Pride for Africa as Spain strike gold
Only 12 kilometres separate Spain from Africa at their closest point and they were united in celebration at the finish of a 19th FIFA World Cup™ that sent a fault line of happiness stretching all the way from Bloemfontein to Barcelona.
This was Africa's first FIFA World Cup and it will live in the memory as much for the spirit and smiles of the host nation as for the success of a Spain team who achieved their own first when Andres Iniesta's 116th-minute winner against the Netherlands put them into the record books as the eighth country to capture football's most prized crown.
Spain's concluding triumph in the magnificent 'calabash' of Soccer City brought the curtain down on 31 days of football: 64 games at nine venues featuring 599 players from 32 teams who between them scored 145 goals. At the end of it all Vicente del Bosque's men held the trophy but South Africa's success was the other defining story, the Rainbow Nation putting on a show of pride and purpose that gave a message of hope to an entire continent. The fact South Africa's footballers became the first hosts to fall in the first round did nothing to damage the enthusiasm or dim the ubiquitous hum of the vuvuzelas.
South Africa 2010 was a tournament not short on surprises but European title-holders Spain overcame theirs – an opening loss to Switzerland – to win their remaining six matches, the last four all by a 1-0 scoreline. No side has won the FIFA World Cup with fewer goals than Spain's eight but their football still caught the eye – not least the contributions of pass masters Xavi Hernandez and Iniesta, leading scorer David Villa, and Iker Casillas, beaten just twice and whose two one-on-one saves from Arjen Robben in the Final underlined why he fully merited the adidas Golden Glove for best goalkeeper.

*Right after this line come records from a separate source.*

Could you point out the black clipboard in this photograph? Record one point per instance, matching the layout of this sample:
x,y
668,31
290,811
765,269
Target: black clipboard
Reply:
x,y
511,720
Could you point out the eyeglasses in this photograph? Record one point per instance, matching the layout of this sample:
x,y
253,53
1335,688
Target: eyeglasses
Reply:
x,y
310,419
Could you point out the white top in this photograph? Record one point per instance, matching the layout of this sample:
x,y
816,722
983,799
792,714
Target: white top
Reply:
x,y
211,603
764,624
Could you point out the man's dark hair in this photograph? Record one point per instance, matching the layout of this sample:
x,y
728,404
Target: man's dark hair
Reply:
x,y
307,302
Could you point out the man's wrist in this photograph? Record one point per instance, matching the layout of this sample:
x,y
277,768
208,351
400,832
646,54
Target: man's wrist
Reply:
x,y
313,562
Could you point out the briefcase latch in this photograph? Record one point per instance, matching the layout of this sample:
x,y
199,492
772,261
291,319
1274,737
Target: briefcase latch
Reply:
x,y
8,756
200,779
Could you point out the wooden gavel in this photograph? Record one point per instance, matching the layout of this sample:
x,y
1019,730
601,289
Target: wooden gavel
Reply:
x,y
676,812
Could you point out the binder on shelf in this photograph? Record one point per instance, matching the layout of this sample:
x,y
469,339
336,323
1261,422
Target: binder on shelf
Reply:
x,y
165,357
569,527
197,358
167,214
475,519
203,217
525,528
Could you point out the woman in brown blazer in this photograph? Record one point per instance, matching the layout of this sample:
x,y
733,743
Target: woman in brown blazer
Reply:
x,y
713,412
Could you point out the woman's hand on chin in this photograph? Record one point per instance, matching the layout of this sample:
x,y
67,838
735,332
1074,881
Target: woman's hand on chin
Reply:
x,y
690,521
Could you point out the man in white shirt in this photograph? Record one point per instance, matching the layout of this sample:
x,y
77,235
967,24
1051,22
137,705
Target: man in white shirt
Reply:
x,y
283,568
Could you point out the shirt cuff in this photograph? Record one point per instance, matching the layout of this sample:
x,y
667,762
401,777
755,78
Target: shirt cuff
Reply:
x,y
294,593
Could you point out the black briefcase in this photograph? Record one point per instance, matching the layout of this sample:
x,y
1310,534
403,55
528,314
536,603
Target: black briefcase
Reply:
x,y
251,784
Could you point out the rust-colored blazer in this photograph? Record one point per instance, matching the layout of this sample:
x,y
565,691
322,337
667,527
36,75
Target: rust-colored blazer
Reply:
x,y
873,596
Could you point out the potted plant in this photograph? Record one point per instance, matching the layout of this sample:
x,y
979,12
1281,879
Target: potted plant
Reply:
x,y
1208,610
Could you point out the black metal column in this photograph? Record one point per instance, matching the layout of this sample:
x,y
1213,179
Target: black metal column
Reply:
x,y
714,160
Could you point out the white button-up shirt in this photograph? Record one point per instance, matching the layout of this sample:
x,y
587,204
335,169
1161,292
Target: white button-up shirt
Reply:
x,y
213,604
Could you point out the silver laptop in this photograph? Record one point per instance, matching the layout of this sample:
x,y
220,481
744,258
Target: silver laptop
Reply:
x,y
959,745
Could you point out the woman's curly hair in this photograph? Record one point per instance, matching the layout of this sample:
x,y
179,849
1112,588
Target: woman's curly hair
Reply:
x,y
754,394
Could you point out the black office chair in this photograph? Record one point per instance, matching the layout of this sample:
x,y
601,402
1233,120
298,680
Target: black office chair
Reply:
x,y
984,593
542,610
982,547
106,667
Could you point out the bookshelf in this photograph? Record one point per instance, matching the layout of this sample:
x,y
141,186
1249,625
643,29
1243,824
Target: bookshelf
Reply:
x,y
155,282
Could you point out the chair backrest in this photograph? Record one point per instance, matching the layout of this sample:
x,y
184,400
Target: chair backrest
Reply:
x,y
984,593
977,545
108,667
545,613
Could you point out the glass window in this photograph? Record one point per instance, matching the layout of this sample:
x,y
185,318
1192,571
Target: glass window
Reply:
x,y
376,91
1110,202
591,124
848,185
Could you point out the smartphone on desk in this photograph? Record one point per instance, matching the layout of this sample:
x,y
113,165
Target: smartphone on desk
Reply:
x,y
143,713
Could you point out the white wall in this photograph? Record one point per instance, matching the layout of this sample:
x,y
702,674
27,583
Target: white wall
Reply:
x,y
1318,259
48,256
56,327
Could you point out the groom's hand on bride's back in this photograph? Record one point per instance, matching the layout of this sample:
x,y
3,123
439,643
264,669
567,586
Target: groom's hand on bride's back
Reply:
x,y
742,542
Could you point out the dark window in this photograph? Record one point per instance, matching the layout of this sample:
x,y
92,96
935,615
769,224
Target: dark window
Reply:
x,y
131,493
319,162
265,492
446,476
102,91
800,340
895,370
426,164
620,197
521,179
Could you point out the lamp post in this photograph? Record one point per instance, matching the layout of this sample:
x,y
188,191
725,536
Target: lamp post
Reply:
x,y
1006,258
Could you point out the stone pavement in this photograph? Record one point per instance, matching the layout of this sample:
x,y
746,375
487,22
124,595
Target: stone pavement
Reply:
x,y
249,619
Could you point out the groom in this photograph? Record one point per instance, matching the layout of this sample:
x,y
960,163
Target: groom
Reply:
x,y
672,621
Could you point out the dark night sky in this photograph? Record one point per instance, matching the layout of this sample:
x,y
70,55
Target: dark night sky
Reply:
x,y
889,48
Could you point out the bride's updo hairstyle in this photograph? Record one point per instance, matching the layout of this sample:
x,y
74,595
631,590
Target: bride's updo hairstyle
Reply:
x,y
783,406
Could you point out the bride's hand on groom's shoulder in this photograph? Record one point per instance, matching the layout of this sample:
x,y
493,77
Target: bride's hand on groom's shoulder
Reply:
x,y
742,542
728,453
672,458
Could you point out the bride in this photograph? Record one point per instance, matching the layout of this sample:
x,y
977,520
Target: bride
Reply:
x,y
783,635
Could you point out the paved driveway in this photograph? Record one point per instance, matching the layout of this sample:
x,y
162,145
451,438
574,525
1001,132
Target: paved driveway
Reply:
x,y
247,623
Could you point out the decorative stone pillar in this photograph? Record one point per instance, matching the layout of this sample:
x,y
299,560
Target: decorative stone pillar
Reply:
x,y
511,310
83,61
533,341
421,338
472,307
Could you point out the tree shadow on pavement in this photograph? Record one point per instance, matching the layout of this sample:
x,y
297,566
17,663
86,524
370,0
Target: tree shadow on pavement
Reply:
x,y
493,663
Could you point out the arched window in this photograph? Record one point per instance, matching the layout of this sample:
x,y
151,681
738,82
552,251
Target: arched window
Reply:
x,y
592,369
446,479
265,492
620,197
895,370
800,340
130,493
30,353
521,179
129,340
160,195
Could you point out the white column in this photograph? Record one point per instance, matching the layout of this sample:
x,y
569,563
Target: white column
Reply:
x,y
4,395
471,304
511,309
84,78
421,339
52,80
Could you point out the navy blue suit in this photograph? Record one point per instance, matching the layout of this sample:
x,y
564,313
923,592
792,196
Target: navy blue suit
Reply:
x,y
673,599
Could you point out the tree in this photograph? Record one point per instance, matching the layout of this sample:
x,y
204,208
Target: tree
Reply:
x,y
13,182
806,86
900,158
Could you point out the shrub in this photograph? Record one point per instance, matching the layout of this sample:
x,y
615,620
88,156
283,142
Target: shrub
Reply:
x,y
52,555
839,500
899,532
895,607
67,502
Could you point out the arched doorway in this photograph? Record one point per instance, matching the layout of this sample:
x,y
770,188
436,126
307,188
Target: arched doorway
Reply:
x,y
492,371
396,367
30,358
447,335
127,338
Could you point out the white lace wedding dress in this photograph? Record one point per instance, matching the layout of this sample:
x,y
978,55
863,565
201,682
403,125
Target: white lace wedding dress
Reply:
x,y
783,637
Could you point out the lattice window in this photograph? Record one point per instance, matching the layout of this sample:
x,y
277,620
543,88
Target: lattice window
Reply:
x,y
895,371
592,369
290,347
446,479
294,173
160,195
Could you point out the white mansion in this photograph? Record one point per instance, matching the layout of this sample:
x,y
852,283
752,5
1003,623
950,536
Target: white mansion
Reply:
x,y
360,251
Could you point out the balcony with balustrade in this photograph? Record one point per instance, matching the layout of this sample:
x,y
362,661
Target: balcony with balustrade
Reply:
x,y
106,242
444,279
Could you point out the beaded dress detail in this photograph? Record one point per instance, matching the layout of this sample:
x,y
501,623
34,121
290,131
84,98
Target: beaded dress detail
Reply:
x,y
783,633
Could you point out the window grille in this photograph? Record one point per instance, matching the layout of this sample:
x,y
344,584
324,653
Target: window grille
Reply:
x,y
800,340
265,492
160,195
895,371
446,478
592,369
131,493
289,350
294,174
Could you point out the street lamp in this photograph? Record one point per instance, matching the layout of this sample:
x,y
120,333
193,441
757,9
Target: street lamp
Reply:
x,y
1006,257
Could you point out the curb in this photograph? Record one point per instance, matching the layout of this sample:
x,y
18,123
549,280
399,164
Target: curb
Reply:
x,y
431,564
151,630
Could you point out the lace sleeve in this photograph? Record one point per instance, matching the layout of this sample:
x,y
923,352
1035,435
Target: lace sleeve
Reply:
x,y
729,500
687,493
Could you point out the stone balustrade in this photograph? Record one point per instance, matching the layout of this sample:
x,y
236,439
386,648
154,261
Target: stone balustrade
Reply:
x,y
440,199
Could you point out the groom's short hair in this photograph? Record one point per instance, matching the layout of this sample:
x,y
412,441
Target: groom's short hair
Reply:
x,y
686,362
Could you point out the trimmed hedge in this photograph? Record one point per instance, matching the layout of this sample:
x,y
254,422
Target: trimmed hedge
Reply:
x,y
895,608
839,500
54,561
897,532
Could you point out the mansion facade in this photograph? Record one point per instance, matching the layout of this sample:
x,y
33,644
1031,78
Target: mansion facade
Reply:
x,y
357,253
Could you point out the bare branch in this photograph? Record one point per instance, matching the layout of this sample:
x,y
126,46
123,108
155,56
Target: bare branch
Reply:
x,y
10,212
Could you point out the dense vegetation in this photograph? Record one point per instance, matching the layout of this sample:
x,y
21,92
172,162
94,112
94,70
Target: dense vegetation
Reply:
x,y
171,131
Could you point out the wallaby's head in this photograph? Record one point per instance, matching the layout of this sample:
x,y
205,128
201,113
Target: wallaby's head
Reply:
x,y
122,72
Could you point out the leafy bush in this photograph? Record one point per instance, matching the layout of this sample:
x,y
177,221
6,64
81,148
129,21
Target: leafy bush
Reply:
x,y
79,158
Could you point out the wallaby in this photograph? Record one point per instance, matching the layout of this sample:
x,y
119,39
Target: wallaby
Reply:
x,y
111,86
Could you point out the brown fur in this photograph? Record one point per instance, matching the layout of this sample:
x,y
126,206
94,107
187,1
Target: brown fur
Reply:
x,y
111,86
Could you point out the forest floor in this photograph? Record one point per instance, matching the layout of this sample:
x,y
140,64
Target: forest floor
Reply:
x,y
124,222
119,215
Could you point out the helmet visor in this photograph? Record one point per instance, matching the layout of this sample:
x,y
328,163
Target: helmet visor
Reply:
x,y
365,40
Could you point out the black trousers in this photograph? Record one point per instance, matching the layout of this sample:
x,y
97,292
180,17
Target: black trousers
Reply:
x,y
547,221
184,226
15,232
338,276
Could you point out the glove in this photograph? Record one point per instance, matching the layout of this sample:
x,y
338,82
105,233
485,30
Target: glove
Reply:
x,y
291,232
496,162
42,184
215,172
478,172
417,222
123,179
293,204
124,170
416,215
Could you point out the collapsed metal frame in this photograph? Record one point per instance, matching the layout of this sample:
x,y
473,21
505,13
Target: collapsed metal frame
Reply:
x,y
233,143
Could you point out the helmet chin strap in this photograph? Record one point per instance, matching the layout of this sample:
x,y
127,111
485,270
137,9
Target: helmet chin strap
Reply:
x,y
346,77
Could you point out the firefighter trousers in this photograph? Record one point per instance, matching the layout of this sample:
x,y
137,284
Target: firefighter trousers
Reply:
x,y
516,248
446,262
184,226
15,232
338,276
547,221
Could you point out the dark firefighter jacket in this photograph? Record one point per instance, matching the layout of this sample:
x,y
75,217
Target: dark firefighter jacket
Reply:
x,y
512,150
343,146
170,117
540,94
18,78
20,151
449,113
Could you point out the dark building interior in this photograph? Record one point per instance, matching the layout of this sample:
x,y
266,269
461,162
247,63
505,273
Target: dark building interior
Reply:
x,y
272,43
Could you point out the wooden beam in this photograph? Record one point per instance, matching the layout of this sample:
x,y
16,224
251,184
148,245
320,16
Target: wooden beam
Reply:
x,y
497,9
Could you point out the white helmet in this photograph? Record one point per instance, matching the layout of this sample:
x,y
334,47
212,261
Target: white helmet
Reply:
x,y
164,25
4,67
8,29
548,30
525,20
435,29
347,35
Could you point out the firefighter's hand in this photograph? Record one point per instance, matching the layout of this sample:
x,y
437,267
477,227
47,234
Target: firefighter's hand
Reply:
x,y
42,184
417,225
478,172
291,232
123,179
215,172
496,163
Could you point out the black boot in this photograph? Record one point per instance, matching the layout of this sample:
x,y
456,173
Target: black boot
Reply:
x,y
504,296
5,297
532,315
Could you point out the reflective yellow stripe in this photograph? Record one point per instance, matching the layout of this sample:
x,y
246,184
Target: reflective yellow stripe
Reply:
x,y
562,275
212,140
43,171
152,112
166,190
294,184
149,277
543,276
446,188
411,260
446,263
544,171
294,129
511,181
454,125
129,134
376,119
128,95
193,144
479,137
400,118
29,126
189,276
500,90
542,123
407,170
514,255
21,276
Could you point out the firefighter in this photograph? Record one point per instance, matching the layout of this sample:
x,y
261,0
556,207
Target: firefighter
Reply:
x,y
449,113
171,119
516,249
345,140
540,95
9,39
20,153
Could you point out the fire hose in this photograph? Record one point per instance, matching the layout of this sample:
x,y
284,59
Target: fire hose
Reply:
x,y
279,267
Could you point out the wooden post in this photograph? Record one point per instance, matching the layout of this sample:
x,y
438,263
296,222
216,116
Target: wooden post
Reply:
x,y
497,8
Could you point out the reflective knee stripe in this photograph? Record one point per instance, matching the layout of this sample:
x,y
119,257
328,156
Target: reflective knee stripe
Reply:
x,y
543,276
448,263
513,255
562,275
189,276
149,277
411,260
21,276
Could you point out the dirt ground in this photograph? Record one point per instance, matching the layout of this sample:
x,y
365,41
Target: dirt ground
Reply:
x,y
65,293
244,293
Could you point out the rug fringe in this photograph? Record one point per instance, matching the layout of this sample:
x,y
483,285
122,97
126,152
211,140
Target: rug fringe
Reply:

For the Netherlands, the memories of South Africa will be mixed after they completed a hat-trick of Final heartbreaks, adding to the defeats in 1974 and '78. Bert van Marwijk's Dutchmen won all six games en route to the Final and if this was a more pragmatic Netherlands than some of their forebears, their attacking players still shone in the 4-2-3-1 formation that was the vogue at these finals, Wesley Sneijder helping himself to five goals along the way.